Yaşam

Deprem riski taşıyan 5 katlı binanın deniz kumundan yapıldığı ortaya çıktı

Büyükçekmece’de beklenen Marmara depremine karşı kentsel dönüşüm çalışmaları tüm hızıyla devam ediyor

Abone Ol

Büyükçekmece’de beklenen Marmara depremine karşı kentsel dönüşüm çalışmaları tüm hızıyla devam ediyor.İSTANBUL (İGFA) - Tepecik Ulus mahallesinde riskli olduğu tespit edilen 12 bağımsız bölümden oluşan 5 katlı yapı kentsel dönüşüm projesi kapsamında belediye ekiplerinin gözetiminde yıkıldı. Yıkılan binada ortaya çıkan ve betonları arasında gözlenen midye kabukları riskin ne denli büyük olduğunu gözler önüne serdi.

  

İstanbul’da beklenen depremde en çok etkilenecek ilçeler arasında yer alan Büyükçekmece’de kentsel dönüşüm kapsamında yıkımlar hızla devam ederken, Büyükçekmece Belediye Başkanı Dr. Hasan Akgün, teknik ekibiyle birlikte yıkım bölgesindeydi. Yıkımı yapılan binada kullanılan demir ve deniz kumundan yapılan beton şaşkınlık yarattı.

 

“TEPECİK MERKEZİN 1000’LİK İMAR PLANLARINI DA 4 AY İÇERİSİNDE GEÇİRDİK”

Konuya ilişkin bir açıklamaya yapan Büyükçekmece Belediye Başkanı Dr. Hasan Akgün, “Tepecik Hürriyet Mahallesi ile Ulus Mahallesi’nin bulunduğu alandayız. Hürriyet ve Ulus Mahallesi bizim için çok önemli. Çünkü bu bölge Tepecik’in merkezi olarak biliniyor. Binaların ne zaman yapıldığı bilinmiyor. Büyük bir kısmı kaçak. Köy zamanında veya belde belediyesi zamanında yapılmıştır. Bize 2009 yılından itibaren bağlanmıştır. 2009’dan sonra Doğu kısmının imar planlarını çıkarttık. Çünkü ruhsatlıydı birçoğu. 2009’dan sonra bağlanan bu Tepecik bölgesinin merkez kısmı Hürriyet ve Ulus Mahallesi’nin merkez kısmı çok hassasiyet arz ediyordu ve bir türlü plan sorunu çözülemiyordu. 2009’dan beri uğraştık, çalıştık. Bir türlü çözemedik. Çünkü İstanbul Büyükşehir Belediyesi’nde meclis çoğunluğu Ak Parti’ye aitti. 2024 31 Mart’a kadar. 2024 31 Mart’tan sonra meclis çoğunluğu Ekrem Başkan’ımız ile birlikte çalışmaya başladı. Cumhuriyet Halk Partisi’ne geçti. Halk böyle takdir etti. Tepecik Merkezin imar planlarını da 1000’lik uygulamalı imar planlarını da 4 ay içerisinde Büyükşehir Meclisi’nden geçirdik. Onun öncesinde 5000’lik planları yine Büyükşehir Meclisi’nden geçirdik. Eşzamanlı çalıştık ve bitirdik. Önümüzdeki bu ay ve Ekim ayında Tepecik Merkezin 1/1000’lik planları Büyükşehir Belediye Meclisi’nden onaylanacak. Çünkü 5000’liğe uygun olarak yapıldığı için sadece formalite icabı oraya gidiyor.”
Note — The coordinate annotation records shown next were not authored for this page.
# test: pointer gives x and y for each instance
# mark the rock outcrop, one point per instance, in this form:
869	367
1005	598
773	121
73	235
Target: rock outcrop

“HEM TEPECİK MERKEZ HEM DE KUMBURGAZ Sahilleri yerle bir olur.”

İmar planlarının onaylanmasının ardından Tepecik bölgesinden kentsel dönüşüm çalışmasının hız kazanacağını ve en az 7 bin yapının yıkılarak yenileneceğini kaydeden Başkan Akgün şöyle konuştu: “ Merkezde artık binalar yıkılmaya, vatandaşın canının, malının kurtarılması için yeni binalar yapılmaya başlanacak. Arkamızda görmüş olduğunuz binanın depreme dayanması mümkün mü? Demirleri görüyor musunuz? O demirlerin 3 kat kalınlığında olması lazım. Bu binada eğer şu anda 10 ton demir varsa yeni teknolojide bu binada 30 ton demir olacak.  30 ton varsa 60 ton olacak ama görüyoruz ki yıkılan binalarda donatı dediğimiz demir, beton son derece vasfı düşük ve teknik kurallardan uzak. 7.5 depremi beklemeye gerek yok. Eğer 5.5, 6 büyüklüğünde direkt bölgeyi ilgilendiren bir deprem olursa hem burası Tepecik merkez hem de Kumburgaz sahilleri yerle bir olur.”

“DEPREMDE ALTINDA KALIRSINIZ”

Yıkımı yapılan riskli binanın beton ve demir yapısını kameralara gösteren Başkan Akgün; “Betonun içindeki tamamıyla istiridye ve midye kabuğundan oluşan, denizden alınan kumla yapılmış son derece tehlikeli bir beton ve mukavemeti olması gerekenin 10’da 1’i çıkar veya çıkmaz. Tamamı görüyorsunuz istiridye kabuğu ve denizden alındığına dair her türlü bilgi, belge orada var. Bu ise hiçbir zaman inşaatta kullanılmayacak nervürsüz demir. Kullanılan en kalın demir 12’lik düz demir. Hiçbir şekilde inşaata mukavemet vermez. Verir, öyle verir. Depremde altında kalırsınız. Bu da genelde kullanılan 8’lik bir etre demiri. Bu da nervürsüz. Eğer deprem oluyor ve insanlar ölüyorsa sebebi zemin değil. Zemine göre, teknolojiye göre yapılmamış olan inşaatlardır. Türkiye’de bu kadar insanı kaybediyorsak sebebi kendi ellerimizle gelişigüzel, devletin denetiminden uzak yapılmış olan bu binalardan kaynaklanmaktadır” diye konuştu.